Campbell Brown's own brand of "special commentary" doesn't quite draw the fanfare of those offered by other media figures. So it should be noted that the CNN anchor has been quietly injecting some righteous fire into the discourse, and last night, she killed it again. A week after calling out the McCain campaign for allowing "race-baiting" on the campaign trail, demanding a "much stronger denunciation" of the rhetoric that was on display at McCain rallies, Brown saluted the GOP candidate for doing just that -- correcting a misinformed voter who thought Senator Barack Obama was a dangerous "Arab." Having given McCain credit, Brown then pivoted and issued a sharp indictment of the underlying prejudices directed at Arabs and Muslims that give rise to such toxic rhetoric in the first place: "So what if he was? So what if Obama was Arab or Muslim? So what if John McCain was Arab or Muslim? Would it matter? When did that become a disqualifier for higher office in our country? When did Arab and Muslim being dirty words, the equivalent of dishonorable or radical?"
BROWN: First, though, cutting through the bull. Now, you may find it hard to believe that this remains an issue in this campaign, but it does. The candidates, both candidates, are still getting questions about Barack Obama's ethnicity and religion. If you are even semi-informed, then, by now, you already know that, of course, that Barack Obama is an American, of course, Barack Obama is a Christian. Yet, just a few days ago, here was a woman at a rally for John McCain incorrectly calling Obama an Arab.
(BEGIN VIDEO CLIP)
UNIDENTIFIED FEMALE: I can't trust Obama. I have read about him, and he's not -- he's an Arab. He is not...No?
SEN. JOHN MCCAIN (R-AZ), PRESIDENTIAL NOMINEE: No, ma'am. No, ma'am. He's a decent family man, citizen, that I just happen to have disagreements with on fundamental issues. And that's what this campaign is all about. He's not. Thank you.
(END VIDEO CLIP)
BROWN: Now, I commend Senator McCain for correcting that woman, for setting the record straight.

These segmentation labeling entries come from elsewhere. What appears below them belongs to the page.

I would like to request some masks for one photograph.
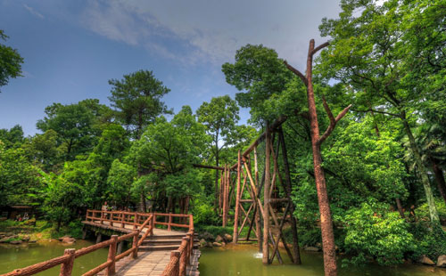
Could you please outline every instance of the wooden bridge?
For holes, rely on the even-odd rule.
[[[163,218],[164,221],[157,221]],[[61,265],[60,276],[70,276],[74,260],[100,248],[109,248],[106,262],[84,273],[91,275],[199,275],[200,251],[194,249],[192,215],[132,213],[124,211],[87,210],[87,227],[111,230],[122,235],[81,249],[65,249],[64,255],[0,276],[34,275]],[[163,225],[167,229],[156,228]],[[174,231],[186,229],[187,231]],[[128,250],[117,254],[118,244],[132,240]]]

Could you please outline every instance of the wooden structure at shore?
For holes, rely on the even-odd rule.
[[[157,218],[167,218],[168,222],[159,222]],[[61,265],[60,276],[70,276],[76,258],[106,247],[109,248],[106,262],[83,276],[199,275],[200,251],[194,248],[192,215],[87,210],[83,223],[123,235],[112,235],[108,240],[78,250],[65,249],[63,256],[0,276],[34,275],[56,265]],[[158,229],[157,225],[165,225],[167,230]],[[172,227],[185,228],[187,231],[173,231]],[[117,254],[118,244],[128,239],[132,242],[131,248]]]
[[[281,126],[285,120],[286,117],[283,116],[267,125],[266,131],[246,150],[239,150],[237,163],[233,166],[195,165],[195,167],[221,171],[219,213],[223,227],[227,225],[229,209],[233,208],[233,242],[258,241],[264,264],[271,264],[275,257],[283,264],[278,250],[281,239],[292,262],[301,264],[297,222],[293,215],[294,206],[291,200],[290,167]],[[293,233],[292,248],[283,232],[285,223]],[[248,228],[246,235],[241,237],[245,227]],[[252,238],[252,232],[255,239]]]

But I do have one question. So what if he was? So what if Obama was Arab or Muslim? So what if John McCain was Arab or Muslim? Would it matter? When did that become a disqualifier for higher office in our country? When did Arab and Muslim being dirty words, the equivalent of dishonorable or radical?
Whenever this gets raised, the implication is that there's something wrong with being an Arab-American or a Muslim. And the media is complicit here, too. We have been all way too quick to accept the idea that calling someone Muslim is a slur.
I feel like I'm stating the obvious here, but, apparently, it needs to be said. There is a difference between radical Muslims who support jihad against America and Muslims who want to practice their religion freely and have normal lives, like everybody else.
There are more than 1.2 million Arab-Americans and about 7 million Muslim Americans, former Cabinet secretaries, members of Congress, successful business people, normal, average Americans from all walks of life. These are the people that are being maligned here every time this happens. And we can only imagine how this conversation plays out in the Muslim world.
We can't tolerate this ignorance, not in the media, not on the campaign trail. Of course he's not an Arab. Of course he's not a Muslim, but, honestly, it shouldn't matter.